The interesting parts of this are proprietary work which I should not talk about. Some other highlights here were writing many custom modules for chunking, 15+ readers and ~13 LLM calls system, parsing and metadata augmentation, integrating Mlx into LlamaIndex, hosting private LLMs, the continual augmentation of answerable questions which aligns the knowledge base closely to user requirements.

I gave a two-hours long technical presentation during the product handover detailing every part of the code, every technical decision, all the whys of the models I used, scope for future development, all the custom augmentations I had made. That presentation was one of my brightest experiences of 2024.

About Digital Product School in Particular

DPS deserves a different section since even outside the products I worked on with SAP and BMZ (in partnership with DPS), this was a different experience. The Digital Product School is a training program by UnternehmerTUM, the largest start-up ecosystem in Europe.

They form product teams of 4-5, with a Product Manager, an Interaction Designer, SWEs and an AI Engineer and give them a wide problem space where they are supposed to conduct user interviews, identify pain points, identify which are the most critical problems for the user that they can solve in 3 months and start rapid prototyping. Afterwards comes the phase of conducting user tests, iterating on feedback and more rapid prototyping.

Since it's in a very active start-up environment, we get multiple opportunities to pitch to investors and receive feedback. All my major "news" about the pitches made to people at Meta, SAP, IBM, Seroton, MTZ, AWS, UnternehmerTUM and United Internet Media GmBH has come through the time spent in this program. The best thing about DPS is that no one tells you how to do things or what are the right directions, and you are supposed to figure everything out on your own. That's the biggest learning. They treat you like an independent start-up team with an advisory board and stakeholders. And the stakes are real.

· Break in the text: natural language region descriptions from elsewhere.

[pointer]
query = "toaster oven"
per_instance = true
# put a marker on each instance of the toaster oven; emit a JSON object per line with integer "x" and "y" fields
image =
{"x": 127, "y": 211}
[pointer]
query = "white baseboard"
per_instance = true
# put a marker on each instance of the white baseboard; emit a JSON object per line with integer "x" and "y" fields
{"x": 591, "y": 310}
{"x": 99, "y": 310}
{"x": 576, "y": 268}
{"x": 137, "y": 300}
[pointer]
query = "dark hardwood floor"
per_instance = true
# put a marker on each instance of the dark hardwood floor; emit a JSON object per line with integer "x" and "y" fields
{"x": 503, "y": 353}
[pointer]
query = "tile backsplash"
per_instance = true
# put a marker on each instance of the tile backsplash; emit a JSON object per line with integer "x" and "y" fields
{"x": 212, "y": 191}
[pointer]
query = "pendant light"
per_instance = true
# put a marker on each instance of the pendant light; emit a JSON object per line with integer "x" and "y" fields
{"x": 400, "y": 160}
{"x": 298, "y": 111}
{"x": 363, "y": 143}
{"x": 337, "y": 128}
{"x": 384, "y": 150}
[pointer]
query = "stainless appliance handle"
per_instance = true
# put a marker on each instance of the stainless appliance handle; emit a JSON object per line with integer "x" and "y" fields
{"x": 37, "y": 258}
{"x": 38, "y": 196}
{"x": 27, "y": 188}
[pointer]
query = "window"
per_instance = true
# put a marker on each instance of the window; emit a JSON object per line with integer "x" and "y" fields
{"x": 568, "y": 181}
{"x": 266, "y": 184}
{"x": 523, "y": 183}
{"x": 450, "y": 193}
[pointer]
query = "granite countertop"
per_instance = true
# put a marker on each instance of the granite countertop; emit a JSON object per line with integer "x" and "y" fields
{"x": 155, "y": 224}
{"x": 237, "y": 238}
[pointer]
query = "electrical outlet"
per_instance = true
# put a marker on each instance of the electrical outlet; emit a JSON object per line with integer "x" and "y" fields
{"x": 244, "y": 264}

I have met the nicest, sweetest people here who were always ready to discuss and share wisdom, every achievement was widely celebrated and every setback opened a whole new learning path. The people at DPS are extremely nice, it's a little hard to process that people can be that sweet, especially as they gift you The Mom Test: How to talk to customers & learn if your business is a good idea when everyone is lying to you on the first day and recommend the Blue Bible (The Lean Startup) later. And trust me, users lie all the time, no one wants to be mean. As an undergraduate, I cannot imagine a better place to have learnt engineering.

There was way too much compressed learning in a short duration of 3 months when I was on-contract with SAP. The only experience I had with generative AI before this had been finetuning a model for a hackathon by Complex Systems Lab, IIIT Delhi, using Cohere's API. Two months in, I was customising LlamaIndex modules to perform on queries from 100,000+ users.

I was actually very nervous when I joined, considering I was the youngest in my batch and almost everyone else was a Masters student. My biggest fear was that while there's a good enough chance I would be able to build the expected level of amazing, which is still an achievement, but it does not blow your mind and that way more learning is required to leap to the unexpected, people-can't-stop-talking level of amazing. And it gave me many sleepless nights.

Fun Fact: After I threw away the AI backend, and we decided to pivot to building internal Perplexity/SearchGPT/Phind.ai, the Chief Strategy and Operating Officer of SAP, Sebastian, was visiting the Munich office and our co-working site, and so there were a lot of SAP employees in the building. I was in the kitchen getting chai when I heard someone talking about there's this team here, and they're doing crazy stuff.... Cue * happy, little hops *.

It was actually wild to see how excited people were about the product we built for SAP! I have heard "they're doing crazyyy stuff" a lot of times in the final few weeks of product shows and that we crossed all expectations that were there before us in the history of DPS and set the bar much, much higher.

In hindsight, that fear of maybe not being good enough actually worked wonders.